This afternoon when the hon. member for Temiscouata was criticizing the government for the policy involved in this particular measure, he made some reference to consistency and logic with particular reference to myself. I rather resented1 his remarks with respect to me, because I have always prided myself on being consistent and logical in what I say. If the hon. gentleman has any criticism to make of anything I have said in the past on economics or on the British North America Act, I suggest that he take the text of my remarks and indicate in what respect I have been inconsistent and illogical. I believe that the shoe is on the other foot. I think the hon. gentleman is the one who is illogical and inconsistent. On the one hand, he criticizes his party and the government for taxation policy and, on the other hand he does not suggest any alternative. Yet he has the audacity and the effrontery to ridicule and scoff at suggestions which emanate from this group. Furthermore, he indicates his inconsistency most definitely by voting opposite to the way in which he talks, when it comes to a vote. So, when it comes to a matter of consistency, I suggest that the hon. gentleman resort to a little introspection.

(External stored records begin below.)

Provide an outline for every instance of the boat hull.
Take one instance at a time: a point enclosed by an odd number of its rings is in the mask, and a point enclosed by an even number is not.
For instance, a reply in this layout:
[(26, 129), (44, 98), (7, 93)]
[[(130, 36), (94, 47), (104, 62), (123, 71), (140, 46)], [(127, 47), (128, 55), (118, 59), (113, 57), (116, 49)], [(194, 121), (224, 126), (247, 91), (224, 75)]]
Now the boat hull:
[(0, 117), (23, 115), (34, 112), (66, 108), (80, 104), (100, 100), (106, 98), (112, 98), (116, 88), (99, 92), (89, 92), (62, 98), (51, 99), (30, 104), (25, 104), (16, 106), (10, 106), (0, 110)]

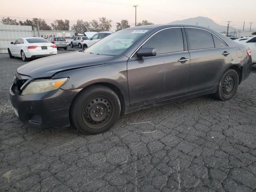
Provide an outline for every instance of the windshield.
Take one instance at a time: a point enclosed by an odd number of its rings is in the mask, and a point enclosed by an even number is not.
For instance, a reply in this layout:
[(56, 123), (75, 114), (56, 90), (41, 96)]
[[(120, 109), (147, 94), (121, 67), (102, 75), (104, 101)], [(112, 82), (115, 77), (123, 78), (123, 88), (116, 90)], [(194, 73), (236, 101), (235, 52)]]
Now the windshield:
[(99, 55), (119, 55), (149, 30), (126, 29), (118, 31), (87, 48), (84, 52)]
[(46, 40), (43, 38), (32, 38), (31, 39), (26, 39), (26, 40), (29, 43), (50, 42), (48, 40)]

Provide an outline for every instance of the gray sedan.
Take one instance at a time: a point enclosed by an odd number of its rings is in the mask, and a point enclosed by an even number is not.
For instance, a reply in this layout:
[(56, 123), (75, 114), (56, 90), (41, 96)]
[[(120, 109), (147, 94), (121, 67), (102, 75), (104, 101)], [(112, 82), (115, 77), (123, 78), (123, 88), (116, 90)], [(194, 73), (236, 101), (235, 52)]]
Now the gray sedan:
[(95, 134), (120, 113), (207, 94), (225, 101), (249, 76), (250, 51), (194, 26), (140, 26), (80, 52), (36, 60), (17, 70), (10, 89), (21, 121)]

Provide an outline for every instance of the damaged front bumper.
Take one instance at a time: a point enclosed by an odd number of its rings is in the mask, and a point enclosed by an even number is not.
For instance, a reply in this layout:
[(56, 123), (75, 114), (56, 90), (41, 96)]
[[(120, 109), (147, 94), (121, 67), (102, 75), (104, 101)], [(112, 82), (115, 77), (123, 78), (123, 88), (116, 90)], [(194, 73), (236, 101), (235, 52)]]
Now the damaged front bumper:
[(69, 109), (81, 90), (61, 89), (22, 96), (15, 83), (10, 89), (14, 112), (20, 120), (32, 126), (47, 128), (69, 126)]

I think the only members of this house who have spoken logically on the principle involved in this particular bill and similar bills are the members of the Social Credit group. We have heard much criticism on the part of certain hon. gentlemen in the Liberal party; we have also heard a great deal of it from the Conservatives and from the C.C.F. But if they were in the seats of the mighty, what policy would they pursue? What would be their source of funds? What would be their method of attempting to achieve the results which the government alleges it is attempting to achieve? With regard to the Conservative party, I cannot imagine their using any different policies whatsoever from those which the government is using. They have not indicated that they have any other policy. If they are to reduce taxation in some respects, they must raise money by other means. Thus far they have not subscribed to the Social Credit way of doing it, and they have not any of their own. So I think they are certainly guilty of inconsistency as well.
I think the same reasoning can be applied to our C.C.F. friends. They moved an amendment this afternoon in an attempt to abolish at least one section of this measure, in order to reduce taxes which are being levied or which might be levied. But on the other hand, if they were in office and were managing the government, what would they use as a source of funds? How would they derive their revenue? So far as I am able to observe from listening to their statements, they would resort to taxation. They have not suggested any alternative. So whether, under their administration, they raise the money through this particular means or not, they would still have to resort to taxation. In advocating the policies which they have advocated, I cannot see how they can consider themselves to be consistent.
Therefore that leaves only the members of the Social Credit group who, in my opinion, have spoken consistently on this. All through the years we have advocated drastic reductions of taxation, even to the point of total elimination of dominion taxation. But we have not left it there. We have indicated an alternative for the raising of money.